In six degrees of separation, the only connection I’ve ever had with consumer advocate Ralph Nader, is that my family once owned a small vacation house in Winsted, Conn., his hometown.

Nader’s 1965 book, "Unsafe at Any Speed: The Designed-in Dangers of the American Automobile," revealed the style over safety strategy of American car manufacturers. The tome primarily focused on the rear-suspension design of the Chevrolet Corvair, which he claimed resulted in an alarming propensity to roll over.

Nader’s book eventually or intentionally, caused General Motors to terminate the manufacture of the model, and in the ensuing 40 years, Nader has crusaded against everything from food additives to negative energy emanating from utility lines.

In the 2000 presidential election, Nader won roughly 3 percent of the national vote — which although minute in real numbers — fueled the ire of many Democrats who blamed Al Gore’s razor-thin loss to George W. Bush on Nader siphoning off much-needed votes.

Now, three years after his failed run to become the nation’s chief executive, Nader has accounting on his mind – or, more aptly, accounting for the public interest in his sights.

The Association for Integrity in Accounting – launched with the assistance of Nader’s Citizen Works advocacy organization and teaming with a consortium of college accounting professors – will serve as a "public interest voice to restore integrity to the accounting profession."

Nader’s AIA Group is pushing to make the Financial Accounting Standards Board go the way of the Corvair so it can direct accounting standards for the profession.

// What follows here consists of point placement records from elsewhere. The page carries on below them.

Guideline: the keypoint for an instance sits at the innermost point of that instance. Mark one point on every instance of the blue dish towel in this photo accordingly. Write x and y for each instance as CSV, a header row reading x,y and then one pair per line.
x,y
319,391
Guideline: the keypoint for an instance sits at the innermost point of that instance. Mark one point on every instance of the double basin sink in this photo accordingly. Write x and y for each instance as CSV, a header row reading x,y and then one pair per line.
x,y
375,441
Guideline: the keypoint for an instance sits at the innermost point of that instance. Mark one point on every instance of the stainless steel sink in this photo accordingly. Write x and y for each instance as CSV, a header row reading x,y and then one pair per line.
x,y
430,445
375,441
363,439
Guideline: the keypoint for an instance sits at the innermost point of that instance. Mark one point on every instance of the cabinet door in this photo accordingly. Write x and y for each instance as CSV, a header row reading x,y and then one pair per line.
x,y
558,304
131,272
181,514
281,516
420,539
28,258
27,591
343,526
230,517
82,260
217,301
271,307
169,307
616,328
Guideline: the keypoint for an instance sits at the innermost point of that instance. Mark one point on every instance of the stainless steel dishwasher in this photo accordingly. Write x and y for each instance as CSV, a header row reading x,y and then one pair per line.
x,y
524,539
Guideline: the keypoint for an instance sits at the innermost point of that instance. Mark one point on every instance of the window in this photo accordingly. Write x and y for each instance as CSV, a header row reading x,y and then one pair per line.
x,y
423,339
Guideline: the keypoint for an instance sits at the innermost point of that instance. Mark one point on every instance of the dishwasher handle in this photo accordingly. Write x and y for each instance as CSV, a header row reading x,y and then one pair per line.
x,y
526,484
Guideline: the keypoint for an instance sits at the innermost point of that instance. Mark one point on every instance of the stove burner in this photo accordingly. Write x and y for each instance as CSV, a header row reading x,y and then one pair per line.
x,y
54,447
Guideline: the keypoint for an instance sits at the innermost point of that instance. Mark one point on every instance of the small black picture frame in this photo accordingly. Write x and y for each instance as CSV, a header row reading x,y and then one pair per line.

In a Washington press conference last week, Nader described the fledgling entity as a "watchdog" that will keep an eye on the accounting industry’s other watchdogs.

It also, according to AIA members, would work toward restoring professional independence, assuring corporate accountability and disclosure, and redeeming accounting education.

Hmm.

Although no one doubts that it was time to end the farce known as self-regulation, I more or less was under the impression that reform (which would encompass the first three points of the group’s mission statement) was the reason behind the creation of the Public Company Accounting Oversight Board. As far as "redeeming accounting education," I’ll probably need an AIA interpreter to discern exactly what that means.

To have Nader and his contingent of accounting academe breathing down the necks of a group that has had its own share of problems getting off the ground or placing FASB in its crosshairs, will not instill confidence in anyone and would do little toward the restoration of the profession.

If Mr. Nader wants to protest nitrates in food, I’ll lock arms with him and march.

But a Nader-led group overseeing the overseers of the profession? A terrible idea — at any speed.